The Commission on Government Forecasting and Accountability — the Illinois General Assembly’s independent budget analysts — estimated total state spending for the 2017 fiscal year that began on July 1 at $39.5 billion, compared with revenues of $31.8 billion — leaving nearly a $7.8 billion deficit.
But on Wednesday, Rauner’s administration said the budget deficit is $5.4 billion.
Illinois Budget Director Tim Nuding said the commission didn’t factor in several key levels of revenue, including federal reimbursements to the state for Medicaid spending.

What’s really troubling is that both of these projections of the General Fund deficit only compare anticipated, year-in, FY2017 spending to FY2017 revenues. Neither are factoring the accumulated deficit left over at the end of FY2016 — and thus both the Commission on Government Forecasting and Accountability (COGFA) and the Governor’s Budget Office understate Illinois’ true General Fund deficit. (The “General Fund” is the part of the state budget that pays for the services that affect most people — education, healthcare, public safety, and human services.)

Here’s why.

At the end of FY2015, the state’s General Fund deficit was $5.97 billion. CTBA’s analysis shows that the accumulated deficit grew by some $3.13 billion over the course of FY2016, to a total of $9.1 billion.

In other words, Illinois began FY2017 with $9.1 billion in unpaid bills. That means that even if we balanced this year’s revenue with this year’s expenses, we’d still have a $9.1 billion deficit.

Of course, that means both deficit projections quoted in the Sun-Times article understate the true accumulated deficit by that $9.1 billion carry forward. After this carry forward deficit is included, the projected FY2017 General Fund deficit balloons to either $14.5 billion using the Governor’s estimates, or $16.9 billion using COGFA’s.

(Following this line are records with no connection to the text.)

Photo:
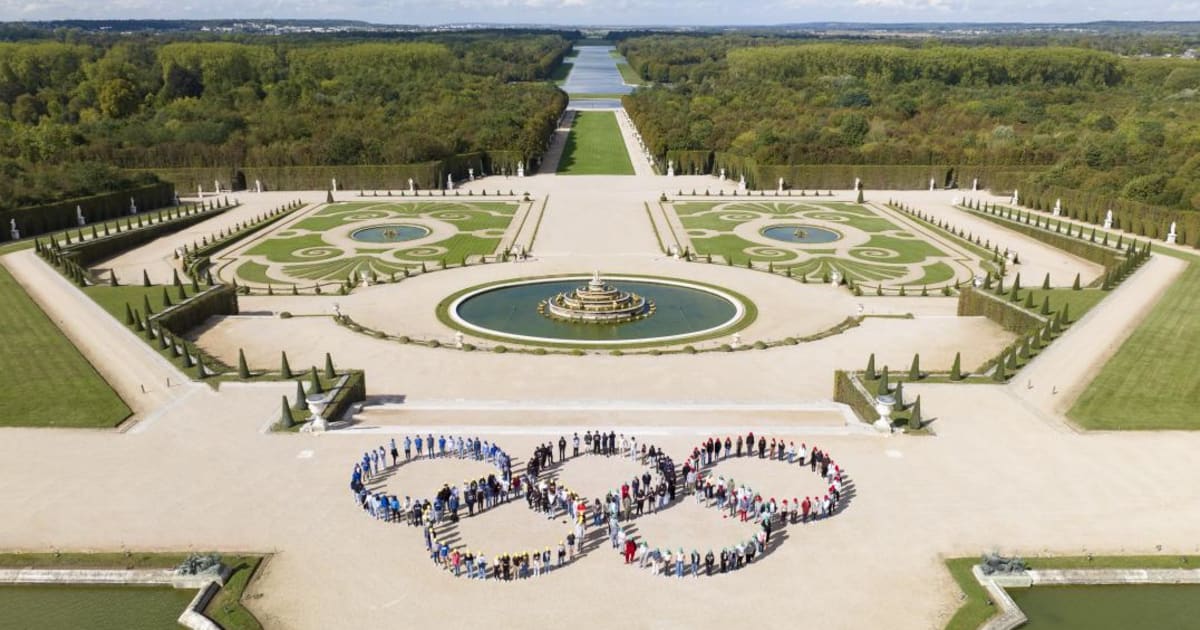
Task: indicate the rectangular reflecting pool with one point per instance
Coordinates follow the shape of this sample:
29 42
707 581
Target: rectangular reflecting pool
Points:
93 607
1110 607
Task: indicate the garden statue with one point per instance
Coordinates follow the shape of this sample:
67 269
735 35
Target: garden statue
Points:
995 563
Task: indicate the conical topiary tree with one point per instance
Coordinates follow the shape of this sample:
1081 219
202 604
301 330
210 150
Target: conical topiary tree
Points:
915 419
999 375
329 367
315 387
301 400
286 420
243 369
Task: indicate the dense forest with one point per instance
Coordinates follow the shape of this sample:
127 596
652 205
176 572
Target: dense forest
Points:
72 109
1086 119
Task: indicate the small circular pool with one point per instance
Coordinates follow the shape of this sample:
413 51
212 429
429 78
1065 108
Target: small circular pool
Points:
390 233
808 234
683 310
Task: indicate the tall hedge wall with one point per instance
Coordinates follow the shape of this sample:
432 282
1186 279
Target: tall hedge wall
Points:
1107 257
1133 216
427 175
846 389
973 303
874 177
221 299
90 251
51 217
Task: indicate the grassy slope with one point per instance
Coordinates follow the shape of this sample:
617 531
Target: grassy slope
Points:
1152 381
58 387
595 147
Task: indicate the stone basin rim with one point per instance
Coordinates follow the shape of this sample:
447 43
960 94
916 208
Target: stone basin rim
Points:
738 307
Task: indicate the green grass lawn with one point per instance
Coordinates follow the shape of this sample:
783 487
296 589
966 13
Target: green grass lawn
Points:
1152 382
57 385
595 147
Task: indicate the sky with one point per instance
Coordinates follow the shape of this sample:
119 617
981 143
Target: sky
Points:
611 12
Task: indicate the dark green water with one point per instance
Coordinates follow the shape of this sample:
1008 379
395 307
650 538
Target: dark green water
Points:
1110 607
678 311
390 233
91 607
801 234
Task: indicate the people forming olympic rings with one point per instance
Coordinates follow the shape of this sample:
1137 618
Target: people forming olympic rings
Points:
658 487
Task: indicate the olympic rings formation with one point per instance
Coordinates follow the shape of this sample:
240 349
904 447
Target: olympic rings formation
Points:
544 493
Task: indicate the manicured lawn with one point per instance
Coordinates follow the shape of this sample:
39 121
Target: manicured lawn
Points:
55 385
1152 382
595 147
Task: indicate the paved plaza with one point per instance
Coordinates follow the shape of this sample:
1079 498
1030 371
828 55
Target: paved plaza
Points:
197 468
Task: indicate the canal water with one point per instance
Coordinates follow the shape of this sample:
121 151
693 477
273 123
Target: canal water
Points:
594 71
93 607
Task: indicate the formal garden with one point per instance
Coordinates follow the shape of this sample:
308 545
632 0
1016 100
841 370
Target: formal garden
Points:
816 239
372 241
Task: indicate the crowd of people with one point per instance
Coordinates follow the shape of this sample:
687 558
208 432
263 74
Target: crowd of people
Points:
655 489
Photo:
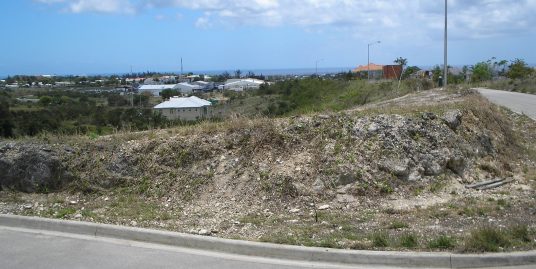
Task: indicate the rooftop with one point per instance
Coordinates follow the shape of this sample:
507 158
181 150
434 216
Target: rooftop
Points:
183 102
371 67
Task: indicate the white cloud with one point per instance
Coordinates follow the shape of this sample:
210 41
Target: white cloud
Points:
98 6
416 19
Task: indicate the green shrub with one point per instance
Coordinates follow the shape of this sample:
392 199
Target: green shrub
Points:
398 225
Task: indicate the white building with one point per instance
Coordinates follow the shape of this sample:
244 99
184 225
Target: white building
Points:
205 85
185 108
155 89
187 88
241 84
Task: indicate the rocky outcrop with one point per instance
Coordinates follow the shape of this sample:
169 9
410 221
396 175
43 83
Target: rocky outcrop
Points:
31 168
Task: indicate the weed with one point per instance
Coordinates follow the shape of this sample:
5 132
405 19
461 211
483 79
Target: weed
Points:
88 213
253 219
143 186
486 239
380 240
398 225
384 187
520 232
437 186
442 242
62 213
409 240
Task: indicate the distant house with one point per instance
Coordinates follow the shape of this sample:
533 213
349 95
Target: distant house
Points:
155 89
379 71
187 88
241 84
205 85
185 108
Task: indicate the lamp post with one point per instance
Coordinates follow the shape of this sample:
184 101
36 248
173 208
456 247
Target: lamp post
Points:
316 66
445 66
368 57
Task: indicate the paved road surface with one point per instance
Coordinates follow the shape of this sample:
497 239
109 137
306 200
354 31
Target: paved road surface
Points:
22 249
517 102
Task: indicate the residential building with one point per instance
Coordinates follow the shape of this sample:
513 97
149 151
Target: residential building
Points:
187 88
155 89
205 85
241 84
377 71
185 108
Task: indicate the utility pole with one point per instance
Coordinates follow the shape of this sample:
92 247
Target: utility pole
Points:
445 65
316 66
368 58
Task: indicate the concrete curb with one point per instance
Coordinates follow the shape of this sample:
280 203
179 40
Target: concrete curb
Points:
266 250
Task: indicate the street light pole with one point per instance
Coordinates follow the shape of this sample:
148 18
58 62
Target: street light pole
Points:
316 66
445 66
368 58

Another way to look at the General Fund deficit is as a percentage of General Fund service appropriations. CTBA analysis projects the state to spend $24.69 billion on General Fund services in FY2017. Using the Governor’s projected FY2017 deficit figures, 58.7 percent of all General Fund service appropriations aren’t paid for by FY2017 revenues. Since COGFA projects the FY2017 deficit to be even greater, using its numbers, that figure is 68.4 percent.

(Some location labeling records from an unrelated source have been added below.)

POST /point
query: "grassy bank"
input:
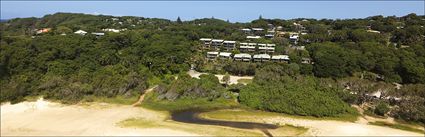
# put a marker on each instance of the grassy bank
(397, 126)
(112, 100)
(245, 81)
(151, 102)
(249, 114)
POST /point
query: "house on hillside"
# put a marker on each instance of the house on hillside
(43, 30)
(246, 30)
(294, 38)
(257, 30)
(229, 45)
(306, 61)
(81, 32)
(280, 58)
(225, 55)
(216, 44)
(247, 47)
(111, 30)
(261, 57)
(212, 55)
(266, 48)
(253, 37)
(242, 57)
(98, 34)
(206, 42)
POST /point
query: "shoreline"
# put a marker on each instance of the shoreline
(50, 118)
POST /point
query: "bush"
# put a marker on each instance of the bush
(382, 108)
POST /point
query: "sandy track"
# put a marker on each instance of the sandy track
(337, 128)
(232, 80)
(46, 119)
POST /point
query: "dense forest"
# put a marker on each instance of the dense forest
(350, 63)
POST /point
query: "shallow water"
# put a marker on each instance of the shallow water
(191, 116)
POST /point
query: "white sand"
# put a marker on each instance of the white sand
(338, 128)
(233, 79)
(47, 119)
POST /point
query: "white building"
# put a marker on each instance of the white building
(242, 57)
(261, 57)
(253, 37)
(229, 45)
(212, 55)
(81, 32)
(216, 44)
(111, 30)
(246, 30)
(206, 41)
(247, 47)
(294, 38)
(225, 55)
(280, 58)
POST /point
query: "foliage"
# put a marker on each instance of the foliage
(275, 90)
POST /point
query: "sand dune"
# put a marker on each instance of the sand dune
(46, 118)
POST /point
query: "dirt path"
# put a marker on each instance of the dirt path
(233, 79)
(338, 128)
(44, 118)
(142, 97)
(315, 127)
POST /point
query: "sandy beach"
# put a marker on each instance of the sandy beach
(43, 118)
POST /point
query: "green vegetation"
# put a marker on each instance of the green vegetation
(349, 64)
(245, 81)
(397, 126)
(138, 123)
(247, 114)
(275, 90)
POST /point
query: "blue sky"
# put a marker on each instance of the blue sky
(235, 11)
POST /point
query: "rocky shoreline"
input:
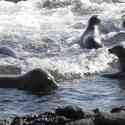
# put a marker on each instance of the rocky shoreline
(72, 115)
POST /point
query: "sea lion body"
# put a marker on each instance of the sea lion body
(91, 37)
(35, 80)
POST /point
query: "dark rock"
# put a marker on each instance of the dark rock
(71, 112)
(15, 1)
(63, 116)
(110, 119)
(88, 121)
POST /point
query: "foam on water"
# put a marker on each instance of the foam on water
(47, 37)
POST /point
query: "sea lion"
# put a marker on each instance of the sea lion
(36, 80)
(91, 37)
(119, 51)
(7, 51)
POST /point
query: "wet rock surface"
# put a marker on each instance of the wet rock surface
(72, 115)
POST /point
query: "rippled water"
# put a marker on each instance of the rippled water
(46, 36)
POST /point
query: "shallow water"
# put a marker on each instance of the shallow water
(46, 36)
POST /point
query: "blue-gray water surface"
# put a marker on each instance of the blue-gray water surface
(46, 36)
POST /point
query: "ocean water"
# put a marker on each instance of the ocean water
(46, 35)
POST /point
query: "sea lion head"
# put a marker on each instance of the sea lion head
(118, 50)
(38, 80)
(94, 20)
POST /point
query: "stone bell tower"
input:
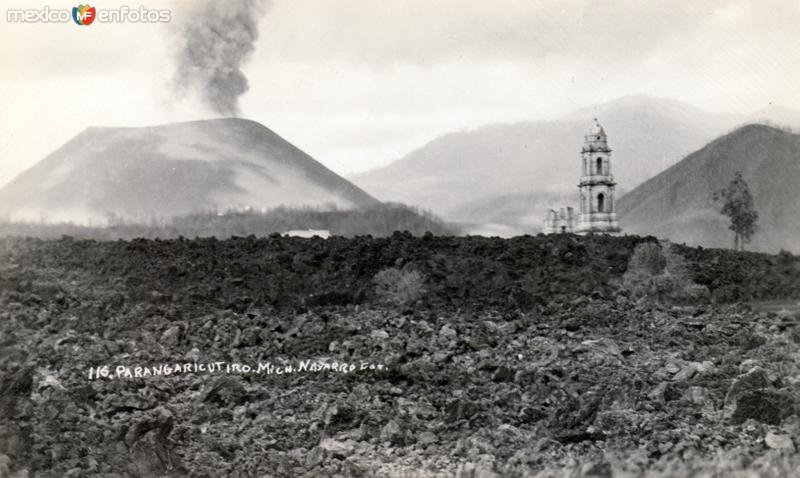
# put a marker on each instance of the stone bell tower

What does this all mean? The state’s financial condition continues to deteriorate due to a lack of revenue. Whether the General Fund deficit is $14.5 billion or $16.9 billion, it’s definitely unsustainable. Between 59 percent and 68 percent of spending FY2017 is deficit spending. And Illinois will continue on this deficit spending path until it increases revenue. But in order to do that, the state needs to fix its flawed tax policy in order to generate additional revenue (see “It Is All About Revenue: A Common Sense Solution for Illinois’ Fiscal Solvency” for CTBA’s suggestions to fix the state’s revenue problems). Until then, the trend of growth in the accumulated deficit is likely to occur past FY2017.